That's Optional: A Contemporary Exploration of "that" Omission in English Subordinate Clauses
Ella Rabinovich
TL;DR
This study tests the Uniform Information Density (UID) hypothesis on syntactic reduction by analyzing the optional 'that' in English subordinate clauses using a large Reddit-derived corpus. It introduces entropy-based UID extensions and leverages pretrained LLMs to estimate SC onset surprisal and entropy, demonstrating that information-theoretic constraints predict 'that' omission beyond simple frequency effects. The results show significant, robust contributions from both SC onset surprisal and SC onset entropy across main-verb lemmas, supporting UID as a mechanism shaping syntactic choices in spontaneous, written language.
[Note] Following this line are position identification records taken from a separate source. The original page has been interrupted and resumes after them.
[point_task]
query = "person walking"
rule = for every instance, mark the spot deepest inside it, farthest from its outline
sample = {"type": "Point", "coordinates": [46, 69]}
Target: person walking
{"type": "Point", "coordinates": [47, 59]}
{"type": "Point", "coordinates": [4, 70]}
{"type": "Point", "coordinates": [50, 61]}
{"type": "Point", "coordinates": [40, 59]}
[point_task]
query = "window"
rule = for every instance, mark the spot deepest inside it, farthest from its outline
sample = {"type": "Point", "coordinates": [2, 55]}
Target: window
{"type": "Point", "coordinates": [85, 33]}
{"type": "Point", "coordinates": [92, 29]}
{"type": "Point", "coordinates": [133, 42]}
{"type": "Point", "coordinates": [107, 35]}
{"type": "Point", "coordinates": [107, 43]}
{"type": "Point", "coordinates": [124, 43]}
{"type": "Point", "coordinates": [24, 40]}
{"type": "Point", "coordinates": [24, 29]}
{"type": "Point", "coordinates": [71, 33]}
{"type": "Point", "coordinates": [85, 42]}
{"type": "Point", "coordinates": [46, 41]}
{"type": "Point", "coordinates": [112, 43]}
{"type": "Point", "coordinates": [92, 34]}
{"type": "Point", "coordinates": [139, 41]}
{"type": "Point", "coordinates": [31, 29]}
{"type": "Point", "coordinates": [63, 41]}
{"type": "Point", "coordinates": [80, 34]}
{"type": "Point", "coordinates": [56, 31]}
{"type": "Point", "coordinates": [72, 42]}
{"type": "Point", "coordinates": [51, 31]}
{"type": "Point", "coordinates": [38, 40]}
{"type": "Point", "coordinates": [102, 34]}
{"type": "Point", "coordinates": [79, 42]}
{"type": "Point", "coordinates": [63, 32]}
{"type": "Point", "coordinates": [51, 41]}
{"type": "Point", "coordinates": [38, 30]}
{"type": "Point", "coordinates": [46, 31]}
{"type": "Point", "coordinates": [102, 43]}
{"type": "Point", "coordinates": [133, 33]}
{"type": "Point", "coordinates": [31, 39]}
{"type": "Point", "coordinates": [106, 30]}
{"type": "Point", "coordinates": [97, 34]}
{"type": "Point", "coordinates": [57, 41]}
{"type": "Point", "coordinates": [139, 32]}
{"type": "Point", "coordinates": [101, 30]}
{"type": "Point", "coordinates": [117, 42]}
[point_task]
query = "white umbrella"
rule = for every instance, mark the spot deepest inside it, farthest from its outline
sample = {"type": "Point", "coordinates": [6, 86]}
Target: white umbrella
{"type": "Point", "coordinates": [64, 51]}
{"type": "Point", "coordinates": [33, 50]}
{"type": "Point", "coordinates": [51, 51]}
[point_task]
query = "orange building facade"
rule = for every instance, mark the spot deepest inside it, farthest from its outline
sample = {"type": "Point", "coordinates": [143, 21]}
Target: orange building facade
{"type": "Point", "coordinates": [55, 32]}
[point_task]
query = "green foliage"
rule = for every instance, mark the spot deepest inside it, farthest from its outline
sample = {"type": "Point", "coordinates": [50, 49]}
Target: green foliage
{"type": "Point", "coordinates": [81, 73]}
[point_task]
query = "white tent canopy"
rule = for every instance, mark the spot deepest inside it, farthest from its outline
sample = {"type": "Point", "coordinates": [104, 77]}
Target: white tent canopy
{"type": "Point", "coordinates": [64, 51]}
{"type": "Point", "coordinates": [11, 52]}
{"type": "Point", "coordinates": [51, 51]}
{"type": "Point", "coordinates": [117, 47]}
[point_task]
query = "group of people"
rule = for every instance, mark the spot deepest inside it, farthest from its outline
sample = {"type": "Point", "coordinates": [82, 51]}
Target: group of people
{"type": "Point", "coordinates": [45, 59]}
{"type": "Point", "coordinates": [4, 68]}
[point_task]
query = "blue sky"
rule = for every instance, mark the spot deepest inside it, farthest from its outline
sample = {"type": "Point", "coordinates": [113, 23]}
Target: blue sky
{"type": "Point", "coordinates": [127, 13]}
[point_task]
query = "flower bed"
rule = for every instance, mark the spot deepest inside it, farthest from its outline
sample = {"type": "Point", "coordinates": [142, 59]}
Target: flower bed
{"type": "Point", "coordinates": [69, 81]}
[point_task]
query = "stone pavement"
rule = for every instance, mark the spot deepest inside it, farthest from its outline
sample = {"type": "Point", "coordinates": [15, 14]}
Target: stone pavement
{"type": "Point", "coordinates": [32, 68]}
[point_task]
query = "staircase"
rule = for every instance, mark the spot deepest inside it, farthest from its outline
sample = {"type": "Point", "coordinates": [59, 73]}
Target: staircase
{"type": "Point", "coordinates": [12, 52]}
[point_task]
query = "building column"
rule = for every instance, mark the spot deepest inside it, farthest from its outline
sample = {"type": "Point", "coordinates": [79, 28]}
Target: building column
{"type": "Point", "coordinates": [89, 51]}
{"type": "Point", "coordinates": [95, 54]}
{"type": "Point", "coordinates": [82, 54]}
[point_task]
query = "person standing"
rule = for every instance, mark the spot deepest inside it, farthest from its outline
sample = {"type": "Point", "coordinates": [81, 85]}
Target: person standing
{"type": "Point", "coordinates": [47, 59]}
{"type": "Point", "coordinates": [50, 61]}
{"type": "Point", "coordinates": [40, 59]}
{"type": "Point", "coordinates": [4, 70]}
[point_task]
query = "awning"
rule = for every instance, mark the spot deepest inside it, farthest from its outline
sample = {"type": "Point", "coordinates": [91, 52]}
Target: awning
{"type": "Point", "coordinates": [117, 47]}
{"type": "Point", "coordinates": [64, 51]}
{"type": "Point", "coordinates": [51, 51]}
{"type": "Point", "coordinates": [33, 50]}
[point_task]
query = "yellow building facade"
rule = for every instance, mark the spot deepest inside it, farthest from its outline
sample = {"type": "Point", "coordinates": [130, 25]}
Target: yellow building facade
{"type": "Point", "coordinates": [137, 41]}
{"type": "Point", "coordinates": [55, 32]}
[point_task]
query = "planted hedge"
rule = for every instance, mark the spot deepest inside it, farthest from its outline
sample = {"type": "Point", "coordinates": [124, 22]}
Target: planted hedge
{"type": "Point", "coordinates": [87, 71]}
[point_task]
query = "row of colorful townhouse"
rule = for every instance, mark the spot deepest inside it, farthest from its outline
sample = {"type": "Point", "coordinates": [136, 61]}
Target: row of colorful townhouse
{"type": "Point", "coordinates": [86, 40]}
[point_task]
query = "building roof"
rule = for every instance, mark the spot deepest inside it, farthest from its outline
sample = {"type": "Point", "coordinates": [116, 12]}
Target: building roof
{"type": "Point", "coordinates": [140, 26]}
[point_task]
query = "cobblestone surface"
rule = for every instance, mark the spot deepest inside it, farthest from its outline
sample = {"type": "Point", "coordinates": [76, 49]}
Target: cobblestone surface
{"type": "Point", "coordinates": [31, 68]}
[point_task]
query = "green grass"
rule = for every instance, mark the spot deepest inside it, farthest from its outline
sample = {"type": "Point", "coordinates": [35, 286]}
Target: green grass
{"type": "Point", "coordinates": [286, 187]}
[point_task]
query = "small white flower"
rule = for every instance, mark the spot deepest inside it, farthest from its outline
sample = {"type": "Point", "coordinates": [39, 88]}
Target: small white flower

The findings advance our understanding of how contemporary language models reflect information-structuring principles in real-world language use, with implications for linguistic theory and NLP applications.
Abstract
The Uniform Information Density (UID) hypothesis posits that speakers optimize the communicative properties of their utterances by avoiding spikes in information, thereby maintaining a relatively uniform information profile over time. This paper investigates the impact of UID principles on syntactic reduction, specifically focusing on the optional omission of the connector "that" in English subordinate clauses. Building upon previous research, we extend our investigation to a larger corpus of written English, utilize contemporary large language models (LLMs) and extend the information-uniformity principles by the notion of entropy, to estimate the UID manifestations in the usecase of syntactic reduction choices.